Liver fibrosis is characterized by a progressive scarring process that results from liver cell injury and chronic inflammation [1]. As a pivotal pathological step towards cirrhosis and liver failure, understanding fibrosis is critical to guiding clinical trials for liver disease. In this editorial, we explore the multifaceted implications of liver fibrosis on clinical trials, focusing on participant selection, safety protocols, endpoint selection, and regulatory challenges. Addressing these factors is crucial for advancing therapeutic strategies and improving patient outcomes in liver disease management.
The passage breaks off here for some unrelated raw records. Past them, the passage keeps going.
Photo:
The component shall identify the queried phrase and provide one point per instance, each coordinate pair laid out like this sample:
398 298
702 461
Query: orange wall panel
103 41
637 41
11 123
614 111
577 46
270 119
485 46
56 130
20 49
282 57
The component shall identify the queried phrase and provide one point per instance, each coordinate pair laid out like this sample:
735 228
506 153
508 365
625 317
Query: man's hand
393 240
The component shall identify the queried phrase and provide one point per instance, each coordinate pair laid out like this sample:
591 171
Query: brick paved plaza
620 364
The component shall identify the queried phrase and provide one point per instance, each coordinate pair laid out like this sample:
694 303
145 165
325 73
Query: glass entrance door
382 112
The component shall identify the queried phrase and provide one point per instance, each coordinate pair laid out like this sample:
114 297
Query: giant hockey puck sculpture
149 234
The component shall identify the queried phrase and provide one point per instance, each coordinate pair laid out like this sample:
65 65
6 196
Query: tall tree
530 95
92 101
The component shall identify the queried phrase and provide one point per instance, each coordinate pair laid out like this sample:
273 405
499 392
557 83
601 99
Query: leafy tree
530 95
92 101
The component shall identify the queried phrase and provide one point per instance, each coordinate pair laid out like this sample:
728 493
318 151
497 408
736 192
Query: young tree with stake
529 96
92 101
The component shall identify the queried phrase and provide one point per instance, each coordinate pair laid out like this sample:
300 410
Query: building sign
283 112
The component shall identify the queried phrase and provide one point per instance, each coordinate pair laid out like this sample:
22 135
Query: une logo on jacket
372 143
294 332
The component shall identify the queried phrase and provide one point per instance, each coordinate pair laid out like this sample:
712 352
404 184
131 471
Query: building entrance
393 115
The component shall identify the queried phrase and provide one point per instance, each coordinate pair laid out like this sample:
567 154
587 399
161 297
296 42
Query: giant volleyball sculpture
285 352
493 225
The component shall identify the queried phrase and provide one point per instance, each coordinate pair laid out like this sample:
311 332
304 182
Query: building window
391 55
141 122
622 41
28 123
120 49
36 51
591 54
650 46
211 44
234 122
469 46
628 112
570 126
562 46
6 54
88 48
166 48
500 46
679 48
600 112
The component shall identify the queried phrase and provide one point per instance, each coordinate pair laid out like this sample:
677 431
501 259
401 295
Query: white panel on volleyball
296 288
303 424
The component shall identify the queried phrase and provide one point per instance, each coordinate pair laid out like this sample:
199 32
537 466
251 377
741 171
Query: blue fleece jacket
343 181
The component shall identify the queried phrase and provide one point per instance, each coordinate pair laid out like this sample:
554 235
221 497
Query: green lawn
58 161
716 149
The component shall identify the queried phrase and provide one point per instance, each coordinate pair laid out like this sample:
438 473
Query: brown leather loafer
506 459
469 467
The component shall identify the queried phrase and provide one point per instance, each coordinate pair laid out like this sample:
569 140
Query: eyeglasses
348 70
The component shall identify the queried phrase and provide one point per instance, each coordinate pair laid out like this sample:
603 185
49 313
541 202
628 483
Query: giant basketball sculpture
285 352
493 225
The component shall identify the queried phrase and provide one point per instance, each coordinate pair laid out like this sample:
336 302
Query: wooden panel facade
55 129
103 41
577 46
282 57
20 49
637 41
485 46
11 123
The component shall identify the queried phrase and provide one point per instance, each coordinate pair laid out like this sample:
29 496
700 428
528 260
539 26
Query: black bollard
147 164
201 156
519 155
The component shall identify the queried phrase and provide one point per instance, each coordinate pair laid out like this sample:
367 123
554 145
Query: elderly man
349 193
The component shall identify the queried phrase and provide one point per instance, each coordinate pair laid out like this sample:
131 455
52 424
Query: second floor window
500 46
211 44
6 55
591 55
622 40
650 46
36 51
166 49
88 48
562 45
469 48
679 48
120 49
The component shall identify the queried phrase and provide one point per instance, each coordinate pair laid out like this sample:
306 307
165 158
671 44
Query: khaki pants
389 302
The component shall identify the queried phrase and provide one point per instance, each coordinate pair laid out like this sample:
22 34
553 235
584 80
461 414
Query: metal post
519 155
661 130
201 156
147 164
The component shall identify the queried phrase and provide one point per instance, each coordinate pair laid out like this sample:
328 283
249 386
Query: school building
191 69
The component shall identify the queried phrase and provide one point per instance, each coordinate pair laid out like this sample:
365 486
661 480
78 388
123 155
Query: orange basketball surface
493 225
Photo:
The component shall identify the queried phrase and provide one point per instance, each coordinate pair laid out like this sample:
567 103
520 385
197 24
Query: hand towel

2Current strategies to reverse fibrosis

Liver fibrosis is the main predictor of liver-related mortality [2]. Also, patients with advanced fibrosis are at an increased risk of developing serious complications, such as variceal bleeding, ascites, and hepatic encephalopathy. Consequently, improvement in liver fibrosis is one of the main goals for any pharmacological treatment for liver disease. Currently, most strategies to reverse fibrosis focus on halting the underlying drivers of fibrogenesis and promoting tissue repair. The foundational approach involves controlling or curing the primary disease-such as eliminating viral infections, reducing metabolic injury, or abstaining from alcohol-to prevent ongoing tissue damage [1,3]. However, beyond addressing the triggering cause, therapeutic efforts are increasingly aimed at modulating molecular pathways involved in fibrosis. This includes targeting receptor-ligand interactions and intracellular signaling cascades that activate fibrogenic cells like hepatic stellate cells (HSCs). Additionally, direct inhibition of fibrogenesis through agents that interfere with collagen production, extracellular matrix deposition, or pro-fibrotic cytokines offers a promising avenue to not only halt but potentially reverse established fibrosis [1].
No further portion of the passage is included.